3. Configuring JupyterHub to connect with the GPU
Once GPUs are included in the node pool, the final step is to configure JupyterHub to utilize the new GPU resource when users launch a notebook server. This link shows how this is done in the JupyterHub configuration.
singleuser: profileList: - display_name: "GPU Server" description: “Spawns a notebook server with access to a GPU” kubespawner_override: extra_resource_limits: nvidia.com/gpu: “1”
Configuration on AWS is identical except for setting an additional environment variable. Described in detail here.
Using Pangeo DL
With Pangeo DL set up (GPUs attached to the node, DL/ML packages installed, JupyterHub configured to access the GPUs), we can train DL models leveraging the GPUs. For one of our models, this made training a matter of minutes with a GPU instead of hours using a CPU! Here’s a screencast of an example DL model running on Pangeo DL. The model is trained to predict streamflow in a stream segment in the Delaware River Basin given inputs such as precipitation and air temperature (link to notebook).
Now you might be thinking, “Why not just use Google’s Colab?” That’s a fair question.

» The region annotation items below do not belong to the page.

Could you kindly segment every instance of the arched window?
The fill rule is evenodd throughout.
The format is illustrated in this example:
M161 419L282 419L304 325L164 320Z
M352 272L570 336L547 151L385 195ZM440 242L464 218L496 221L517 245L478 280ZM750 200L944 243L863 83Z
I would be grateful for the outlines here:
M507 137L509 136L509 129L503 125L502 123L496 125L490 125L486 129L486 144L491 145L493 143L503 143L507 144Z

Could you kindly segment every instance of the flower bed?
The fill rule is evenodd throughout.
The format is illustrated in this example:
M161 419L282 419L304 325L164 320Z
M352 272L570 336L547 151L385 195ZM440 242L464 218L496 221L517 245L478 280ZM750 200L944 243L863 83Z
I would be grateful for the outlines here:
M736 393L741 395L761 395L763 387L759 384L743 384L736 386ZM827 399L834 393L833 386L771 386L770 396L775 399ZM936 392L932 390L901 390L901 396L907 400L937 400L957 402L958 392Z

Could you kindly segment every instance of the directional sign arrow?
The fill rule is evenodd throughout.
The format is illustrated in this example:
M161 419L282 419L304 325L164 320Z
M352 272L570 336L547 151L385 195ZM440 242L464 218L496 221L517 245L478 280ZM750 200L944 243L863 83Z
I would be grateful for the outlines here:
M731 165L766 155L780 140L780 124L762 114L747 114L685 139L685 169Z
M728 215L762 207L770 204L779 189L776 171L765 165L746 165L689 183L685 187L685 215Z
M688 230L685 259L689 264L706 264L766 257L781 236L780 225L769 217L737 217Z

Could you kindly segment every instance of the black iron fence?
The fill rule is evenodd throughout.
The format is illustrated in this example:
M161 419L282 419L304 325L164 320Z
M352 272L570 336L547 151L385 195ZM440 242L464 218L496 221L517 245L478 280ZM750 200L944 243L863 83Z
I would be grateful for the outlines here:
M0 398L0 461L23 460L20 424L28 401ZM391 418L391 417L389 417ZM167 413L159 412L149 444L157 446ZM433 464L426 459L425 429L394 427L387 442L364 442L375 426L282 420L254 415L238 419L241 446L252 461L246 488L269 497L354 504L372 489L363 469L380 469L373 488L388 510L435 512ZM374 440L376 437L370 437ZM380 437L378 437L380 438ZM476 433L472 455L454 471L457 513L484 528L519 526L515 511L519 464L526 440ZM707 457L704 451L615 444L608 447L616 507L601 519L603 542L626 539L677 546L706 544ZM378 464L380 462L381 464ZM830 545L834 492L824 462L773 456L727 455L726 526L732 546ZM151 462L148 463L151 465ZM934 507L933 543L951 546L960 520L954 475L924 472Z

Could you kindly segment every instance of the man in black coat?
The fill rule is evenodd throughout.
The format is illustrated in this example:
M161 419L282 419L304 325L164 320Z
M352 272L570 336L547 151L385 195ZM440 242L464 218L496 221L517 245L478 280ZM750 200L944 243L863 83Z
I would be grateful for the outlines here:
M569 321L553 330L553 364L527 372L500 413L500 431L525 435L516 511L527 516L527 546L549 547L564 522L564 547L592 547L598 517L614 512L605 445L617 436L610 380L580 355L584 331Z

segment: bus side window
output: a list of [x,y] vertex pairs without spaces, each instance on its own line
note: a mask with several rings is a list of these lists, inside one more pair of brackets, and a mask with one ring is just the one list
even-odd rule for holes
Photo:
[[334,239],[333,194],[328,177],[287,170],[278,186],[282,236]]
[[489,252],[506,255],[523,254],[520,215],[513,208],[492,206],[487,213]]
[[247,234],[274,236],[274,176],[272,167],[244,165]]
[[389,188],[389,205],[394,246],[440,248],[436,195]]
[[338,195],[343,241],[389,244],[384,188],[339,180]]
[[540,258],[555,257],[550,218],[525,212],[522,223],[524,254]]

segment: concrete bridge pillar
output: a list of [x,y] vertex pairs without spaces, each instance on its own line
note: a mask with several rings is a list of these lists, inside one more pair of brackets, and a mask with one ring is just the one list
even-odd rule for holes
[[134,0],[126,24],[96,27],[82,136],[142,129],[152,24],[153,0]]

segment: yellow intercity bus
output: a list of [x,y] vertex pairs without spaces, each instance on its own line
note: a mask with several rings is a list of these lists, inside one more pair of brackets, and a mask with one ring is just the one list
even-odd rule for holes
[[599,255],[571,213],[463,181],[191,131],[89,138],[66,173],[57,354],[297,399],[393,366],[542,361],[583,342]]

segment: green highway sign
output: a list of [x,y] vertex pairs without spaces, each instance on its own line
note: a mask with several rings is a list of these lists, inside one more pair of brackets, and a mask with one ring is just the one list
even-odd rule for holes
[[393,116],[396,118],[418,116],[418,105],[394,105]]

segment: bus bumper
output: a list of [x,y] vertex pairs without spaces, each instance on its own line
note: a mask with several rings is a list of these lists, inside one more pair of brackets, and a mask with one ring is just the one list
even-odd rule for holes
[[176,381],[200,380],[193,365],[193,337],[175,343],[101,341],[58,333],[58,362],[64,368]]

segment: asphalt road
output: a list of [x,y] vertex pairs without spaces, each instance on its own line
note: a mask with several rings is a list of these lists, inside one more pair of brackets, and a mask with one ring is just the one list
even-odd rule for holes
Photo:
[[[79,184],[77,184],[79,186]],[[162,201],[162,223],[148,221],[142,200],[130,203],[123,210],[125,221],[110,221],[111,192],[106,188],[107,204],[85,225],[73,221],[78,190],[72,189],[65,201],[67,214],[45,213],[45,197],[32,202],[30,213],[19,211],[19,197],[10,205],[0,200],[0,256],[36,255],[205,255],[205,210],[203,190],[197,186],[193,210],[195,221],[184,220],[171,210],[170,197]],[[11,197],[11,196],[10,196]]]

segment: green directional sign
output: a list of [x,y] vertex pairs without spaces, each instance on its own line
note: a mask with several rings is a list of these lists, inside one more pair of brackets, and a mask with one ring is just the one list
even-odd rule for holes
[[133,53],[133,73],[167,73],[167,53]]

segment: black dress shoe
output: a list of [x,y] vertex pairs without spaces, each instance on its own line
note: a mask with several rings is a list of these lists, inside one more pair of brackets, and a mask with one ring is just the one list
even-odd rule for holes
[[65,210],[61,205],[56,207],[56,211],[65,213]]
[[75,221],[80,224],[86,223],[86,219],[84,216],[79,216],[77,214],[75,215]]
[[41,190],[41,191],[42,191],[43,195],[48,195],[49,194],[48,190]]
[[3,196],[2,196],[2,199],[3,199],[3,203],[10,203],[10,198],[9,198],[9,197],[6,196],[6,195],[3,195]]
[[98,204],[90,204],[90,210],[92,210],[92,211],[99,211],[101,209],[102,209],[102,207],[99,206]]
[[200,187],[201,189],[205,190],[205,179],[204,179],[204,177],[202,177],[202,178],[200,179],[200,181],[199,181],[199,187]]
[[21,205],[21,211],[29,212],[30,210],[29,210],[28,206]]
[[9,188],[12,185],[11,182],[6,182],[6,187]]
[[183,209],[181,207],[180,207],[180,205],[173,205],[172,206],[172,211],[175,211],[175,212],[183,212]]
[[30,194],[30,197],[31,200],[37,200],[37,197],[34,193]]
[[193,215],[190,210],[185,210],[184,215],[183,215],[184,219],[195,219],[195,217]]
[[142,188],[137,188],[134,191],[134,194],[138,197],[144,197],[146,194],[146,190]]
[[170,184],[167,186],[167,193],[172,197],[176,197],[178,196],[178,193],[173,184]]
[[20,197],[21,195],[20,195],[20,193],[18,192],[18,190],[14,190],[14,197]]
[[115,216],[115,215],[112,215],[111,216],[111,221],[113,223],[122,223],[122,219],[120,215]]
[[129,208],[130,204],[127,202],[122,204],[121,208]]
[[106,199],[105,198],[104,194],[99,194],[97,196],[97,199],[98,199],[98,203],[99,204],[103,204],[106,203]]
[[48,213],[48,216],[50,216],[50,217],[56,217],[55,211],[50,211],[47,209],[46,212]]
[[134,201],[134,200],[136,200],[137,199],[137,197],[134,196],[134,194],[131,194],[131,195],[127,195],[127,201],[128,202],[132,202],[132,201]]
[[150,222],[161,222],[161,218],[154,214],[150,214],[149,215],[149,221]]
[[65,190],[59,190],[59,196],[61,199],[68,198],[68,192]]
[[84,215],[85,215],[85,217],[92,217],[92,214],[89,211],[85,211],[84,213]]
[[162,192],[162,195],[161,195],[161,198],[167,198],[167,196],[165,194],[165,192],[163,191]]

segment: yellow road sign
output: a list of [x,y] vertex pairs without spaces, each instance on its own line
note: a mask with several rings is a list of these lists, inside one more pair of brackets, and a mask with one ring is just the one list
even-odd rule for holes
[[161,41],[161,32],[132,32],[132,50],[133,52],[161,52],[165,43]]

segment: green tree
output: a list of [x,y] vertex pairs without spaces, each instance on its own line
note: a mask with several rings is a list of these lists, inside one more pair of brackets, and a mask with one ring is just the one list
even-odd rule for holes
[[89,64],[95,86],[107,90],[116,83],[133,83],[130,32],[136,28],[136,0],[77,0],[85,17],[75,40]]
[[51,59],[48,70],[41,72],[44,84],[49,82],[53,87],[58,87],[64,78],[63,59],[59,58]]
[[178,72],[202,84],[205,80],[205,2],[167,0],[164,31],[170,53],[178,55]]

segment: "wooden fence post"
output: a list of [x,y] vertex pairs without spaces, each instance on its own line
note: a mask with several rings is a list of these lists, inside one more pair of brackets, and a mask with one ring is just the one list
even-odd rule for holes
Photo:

Google Colab service provides users an interactive notebook environment and access to GPU resources for free. This platform is a really useful tool to many students and scientists. However, there are a few advantages of Pangeo DL:
- By having our own Pangeo DL deployment, we can be in total control of the environment. We can install whichever libraries we want and choose the size and type of nodes and GPUs.
- Because it is a Pangeo deployment, we can take advantage of all the great things about the Pangeo deployments already implemented, including using Dask to scale our pre- and post-processing workflows taking advantage of CPU clusters, and instant access to cloud-based data catalogs.
- Pangeo DL gives users a fully customizable JupyterLab workspace including a file browser and the ability to run a terminal and terminal programs like iPython and Vim.
- Users can use Pangeo-DL in the exactly the same computational environment wherever large datasets of interest are hosted (such as CMIP6 on Google us-central-1, or NCAR’s CESM Lens on AWS us-west-2). This flexibility helps us avoid vendor lock-in and promotes extensibility.
- Pangeo DL is agnostic to the actual cloud provider. By building on top of Kubernetes, we’ve been able to deploy Pangeo DL on both AWS and GCP with minimal custom effort. To the user, the interface to GPUs on the cloud is the same, regardless of which vendor is providing the underlying hardware.
Conclusion
Pangeo DL is a customizable platform that has all the advantages of our previous Pangeo deployments and additionally offers powerful DL functionality. Adding this functionality to existing Pangeo infrastructure was straightforward thanks to cloud-agnostic platforms like Kubernetes, the open-source approach of Pangeo, and the architecture and pioneering documentation of the Zero-to-JupyterHub Project. We think this is an exciting first step in enabling reproducible scientific analyses that require high-performance infrastructure. Look for future blog posts for more on how we are using this our newly implemented Pangeo DL functionality!